Grief is such an unpredictable roller coaster ride of emotions. Everyone means well...we know that. We all want to say or do the right thing...some do, some don't. Some aren't able to overcome the awkwardness of being around someone whose baby died. We make others too sad, so it's just easier for them to stay away...easier for them. The subject is avoided and that has been more devastating for me than watching Grace die in my arms. Again...everyone means well. In the past, I've avoided others using the same poor excuses we have often heard, "I didn't want to upset you," "I don't want to make you cry," I didn't know what to say." Pretending it didn't happen doesn't work. Acknowledgement means everything. Seeing silent tears from a friend standing off to the side meant more to me than listening to the thoughtless chatter of someone who felt it was better to say something rather than nothing. That probably doesn't make sense, but many things on this earth don't.

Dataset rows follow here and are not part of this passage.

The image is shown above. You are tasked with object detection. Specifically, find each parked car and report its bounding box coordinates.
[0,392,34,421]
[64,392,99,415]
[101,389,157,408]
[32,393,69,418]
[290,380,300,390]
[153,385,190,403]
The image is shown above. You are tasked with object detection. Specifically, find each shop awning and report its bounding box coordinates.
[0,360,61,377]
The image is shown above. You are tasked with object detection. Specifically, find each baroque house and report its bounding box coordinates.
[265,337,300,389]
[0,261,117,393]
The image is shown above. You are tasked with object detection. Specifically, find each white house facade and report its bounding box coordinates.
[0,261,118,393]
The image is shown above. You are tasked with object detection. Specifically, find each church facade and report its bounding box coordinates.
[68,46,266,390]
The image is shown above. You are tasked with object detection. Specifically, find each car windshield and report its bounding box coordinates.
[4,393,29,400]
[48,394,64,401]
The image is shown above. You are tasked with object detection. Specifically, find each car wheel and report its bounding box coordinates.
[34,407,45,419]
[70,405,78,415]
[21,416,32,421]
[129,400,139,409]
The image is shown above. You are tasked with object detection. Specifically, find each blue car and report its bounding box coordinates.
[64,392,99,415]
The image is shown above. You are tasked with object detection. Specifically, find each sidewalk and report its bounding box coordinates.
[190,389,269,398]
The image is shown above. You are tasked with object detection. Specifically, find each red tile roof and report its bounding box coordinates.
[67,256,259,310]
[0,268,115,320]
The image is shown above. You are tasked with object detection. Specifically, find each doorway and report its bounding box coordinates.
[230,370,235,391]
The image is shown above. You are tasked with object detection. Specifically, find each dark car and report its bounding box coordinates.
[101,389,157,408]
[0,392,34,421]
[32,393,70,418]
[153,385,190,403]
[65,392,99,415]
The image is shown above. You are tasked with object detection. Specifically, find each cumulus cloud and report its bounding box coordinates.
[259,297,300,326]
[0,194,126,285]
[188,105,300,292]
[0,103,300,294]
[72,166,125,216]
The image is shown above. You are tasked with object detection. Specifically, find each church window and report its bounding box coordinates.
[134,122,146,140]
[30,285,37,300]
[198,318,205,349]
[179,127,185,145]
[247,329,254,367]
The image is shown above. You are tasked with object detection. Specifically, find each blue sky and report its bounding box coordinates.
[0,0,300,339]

Nothing I say is meant to hurt or blame anyone. I don't talk much about our daughters who we get to share our lives with. They are not my struggle. Life after Grace is, at times. I don't talk much about the loving support we have received either. I need to talk about the things that cloud my head...the things that keep the walls up. This isn't about me or anyone else. It's about how I can glorify God through this.

We no longer try to wrap our minds around God's plans for us. We just trust Him...and it's not easy. Our faith continues to be refined every day. For that, we are thankful.

What I share here will be difficult. I don't open myself up to many. I'm too afraid of what others will say or won't say. Maybe this will give others a better understanding of what goes on inside my head. If you think you've figured me out, please let me know, because I'm still trying to understand me.

As I just said, I want to glorify God through this. I want others to see that side of me. Some do and many don't. I continue to have a difficult time rejoicing on the outside, but I do. I have joy and peace but it is no longer the unquenchable joy and peace we long to find here on earth. My joy is found in the sure hope of heaven...the sure hope of seeing our loved ones again as we continue to miss them. It's difficult surviving someone that we imagined sharing our lives with. Thankfully, Grace shared her entire life with us, and we know without a doubt, that she lives in heaven with her Savior.